Changes since v8 [1]: - Rebase on next-20190604 to incorporate the removal of the MHP_MEMBLOCK_API flag and other cleanups from David.
- Move definition of subsection_mask_set() earlier into "mm/sparsemem: Add helpers track active portions of a section at boot" (Oscar)
- Cleanup unnecessary IS_ENABLED(CONFIG_SPARSEMEM_VMEMMAP) in section_deactivate() in response to a request (declined) to split the pure CONFIG_SPARSEMEM bits from section_{de,}activate().

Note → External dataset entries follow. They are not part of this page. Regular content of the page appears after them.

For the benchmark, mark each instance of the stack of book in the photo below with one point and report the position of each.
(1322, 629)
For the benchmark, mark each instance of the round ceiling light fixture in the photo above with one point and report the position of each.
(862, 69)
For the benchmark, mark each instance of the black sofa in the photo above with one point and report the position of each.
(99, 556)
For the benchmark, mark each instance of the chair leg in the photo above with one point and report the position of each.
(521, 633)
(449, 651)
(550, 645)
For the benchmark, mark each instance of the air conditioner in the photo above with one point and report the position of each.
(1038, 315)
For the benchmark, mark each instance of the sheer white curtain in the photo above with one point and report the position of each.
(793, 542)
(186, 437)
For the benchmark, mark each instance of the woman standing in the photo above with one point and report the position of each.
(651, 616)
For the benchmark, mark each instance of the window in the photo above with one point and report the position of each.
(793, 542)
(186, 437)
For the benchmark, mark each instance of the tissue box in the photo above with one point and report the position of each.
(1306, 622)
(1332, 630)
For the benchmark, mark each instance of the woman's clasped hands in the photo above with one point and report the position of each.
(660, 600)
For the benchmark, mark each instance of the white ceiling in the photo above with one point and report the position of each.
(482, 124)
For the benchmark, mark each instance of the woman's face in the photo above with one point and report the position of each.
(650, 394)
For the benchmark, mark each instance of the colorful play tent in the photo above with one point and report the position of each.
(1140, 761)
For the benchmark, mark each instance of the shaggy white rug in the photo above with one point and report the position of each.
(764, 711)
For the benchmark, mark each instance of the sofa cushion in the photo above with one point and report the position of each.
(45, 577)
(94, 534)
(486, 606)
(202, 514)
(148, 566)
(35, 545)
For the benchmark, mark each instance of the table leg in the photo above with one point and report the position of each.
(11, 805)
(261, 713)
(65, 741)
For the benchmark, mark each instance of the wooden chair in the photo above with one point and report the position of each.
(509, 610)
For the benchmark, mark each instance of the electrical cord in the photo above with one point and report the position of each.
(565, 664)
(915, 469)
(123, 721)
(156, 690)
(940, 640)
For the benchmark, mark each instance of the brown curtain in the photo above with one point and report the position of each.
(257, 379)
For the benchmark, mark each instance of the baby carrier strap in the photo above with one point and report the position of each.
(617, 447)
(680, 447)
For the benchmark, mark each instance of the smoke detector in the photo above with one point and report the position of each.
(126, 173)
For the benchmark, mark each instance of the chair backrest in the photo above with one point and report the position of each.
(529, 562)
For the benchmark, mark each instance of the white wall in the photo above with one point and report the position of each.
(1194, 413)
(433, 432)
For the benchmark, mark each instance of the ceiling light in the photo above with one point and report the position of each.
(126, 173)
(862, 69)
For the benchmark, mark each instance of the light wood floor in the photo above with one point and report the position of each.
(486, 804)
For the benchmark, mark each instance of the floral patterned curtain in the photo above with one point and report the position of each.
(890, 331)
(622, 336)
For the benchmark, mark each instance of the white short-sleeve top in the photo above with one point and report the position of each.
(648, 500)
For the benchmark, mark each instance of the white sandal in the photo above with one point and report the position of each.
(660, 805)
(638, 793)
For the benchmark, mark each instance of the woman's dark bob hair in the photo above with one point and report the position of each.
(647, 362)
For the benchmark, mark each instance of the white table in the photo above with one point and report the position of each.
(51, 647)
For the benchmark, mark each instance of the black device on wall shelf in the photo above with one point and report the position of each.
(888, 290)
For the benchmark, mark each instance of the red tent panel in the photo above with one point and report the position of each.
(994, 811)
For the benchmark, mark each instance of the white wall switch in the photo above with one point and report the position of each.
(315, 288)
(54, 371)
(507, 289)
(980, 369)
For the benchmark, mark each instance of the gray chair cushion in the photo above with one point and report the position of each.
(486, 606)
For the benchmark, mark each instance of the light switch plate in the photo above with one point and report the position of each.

I submit that the maintenance is less error prone, especially when modifying common logic, if the implementations remain unified. (Oscar)
- Cleanup sparse_add_section() vs sparse_index_init() return code. (Oscar)
- Document ZONE_DEVICE and subsection semantics relative to CONFIG_SPARSEMEM_VMEMMAP in Documentation/vm/memory-model.rst. (Mike)
[1]: https://lore.kernel.org/lkml/155718596657.130019.17139634728875079809.stgit@...
---
The memory hotplug section is an arbitrary / convenient unit for memory hotplug. 'Section-size' units have bled into the user interface ('memblock' sysfs) and can not be changed without breaking existing userspace. The section-size constraint, while mostly benign for typical memory hotplug, has and continues to wreak havoc with 'device-memory' use cases, persistent memory (pmem) in particular. Recall that pmem uses devm_memremap_pages(), and subsequently arch_add_memory(), to allocate a 'struct page' memmap for pmem. However, it does not use the 'bottom half' of memory hotplug, i.e. never marks pmem pages online and never exposes the userspace memblock interface for pmem. This leaves an opening to redress the section-size constraint.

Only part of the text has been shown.